Huckabee On A Roll!

by John Gizzi

Presidential politics was in full swing at the Midwest Republican Conference here, as Mike Huckabee brought the 400-plus guests to their feet with a fighting luncheon speech.
"I'm a little sick of runnng a credit card through the gas pump and knowing I just made the Saudi oil family a little more rich," the former Arkansas governor told the cheering crowd, underscoring his call for energy independence by the United States. Huckabee went on to decry spending "$250-to-half a billion dollars a year on compliance" by Americans with the federal income tax, and repeated his now-familiar call for a "fair [consumption] tax" that "a kid running a lemonade stand could understand."

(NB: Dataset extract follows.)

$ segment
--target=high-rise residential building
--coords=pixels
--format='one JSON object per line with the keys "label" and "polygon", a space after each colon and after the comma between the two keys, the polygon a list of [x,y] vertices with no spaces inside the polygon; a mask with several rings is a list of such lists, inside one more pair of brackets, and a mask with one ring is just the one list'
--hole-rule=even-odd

Serenaded by luncheon guests on his 52nd birthday ("Now tell me how great I look!" he joked to them), Huckabee also spoke of the Republican Party as "the party of Main Street and not Wall Street" and gave his reasons for being a Republican, which included his beliefs that "life begins at conception" and marriage "is between a man and a woman and nothing else."

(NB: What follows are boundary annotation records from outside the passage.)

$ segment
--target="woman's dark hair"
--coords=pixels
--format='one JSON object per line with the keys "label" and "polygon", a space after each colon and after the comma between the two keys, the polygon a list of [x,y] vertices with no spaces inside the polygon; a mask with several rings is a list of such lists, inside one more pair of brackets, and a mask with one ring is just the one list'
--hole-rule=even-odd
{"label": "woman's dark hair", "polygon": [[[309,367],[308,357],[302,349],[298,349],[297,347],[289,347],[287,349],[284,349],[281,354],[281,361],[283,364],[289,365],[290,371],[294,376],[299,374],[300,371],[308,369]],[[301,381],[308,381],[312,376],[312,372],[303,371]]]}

When I spoke to Huckabee before the lunch, he and top fund-raiser Chip Salzman made it clear that his stunning second-place finish in the Iowa "straw vote" ten days ago had given him the momentum of a rocket ship. Having raised $1.3 million for his campaign up until the vote in Ames, Iowa, Huckabee "has now brought in several hundred thousand dollars just since then," according to Salzman, formerly the top fund-raiser for onetime Senate Republican Leader Bill Frist (Tenn.). In addition, the governor is sandwiching in his speaking engagements with a string of 20 fund-raisers, including events in Virginia, California, and Missouri. The Huckabee campaign also released a string of major political endorsements in New Hampshire, site of the first-in-the-nation primary.

His recent fund-raising and publicity success notwithstanding, the Republican "man from Hope" did tell me before lunch that he finds distasteful the process by which candidates' status is determined by how much money you raise. "Successful fund-raising doesn't make you credible -- it just makes you rich," he said, adding that his views are shared by some of the other B-Team candidates and that he may be endorsed by at least one who has dropped out of the race so far.

"I understand the frustration [of candidates forced to drop out because of financial constraints]," he said, "and when money determines a president, we'll have a plutocracy. Like a growing number of state Republican chairmen, Huckabee voiced positive feelings about getting out of primaries in the future and letting states determine national convention delegates by convention or caucus (the venue for national convention delegate selection in most states up until the mid-1970's.) "It might be a better way [to select presidential nominees]," he told me, and went on to note that the present primary system "is consultant-driven and advertising-driven. It's hard for a candidate to study issues when he has to ask for money in small increments all the time."
"You give me enough money," said Huckabee with a laugh, "And I'll look like my head should be Mount Rushmore. But it wouldn't be necesssarily true."

John Gizzi is Political Editor of HUMAN EVENTS.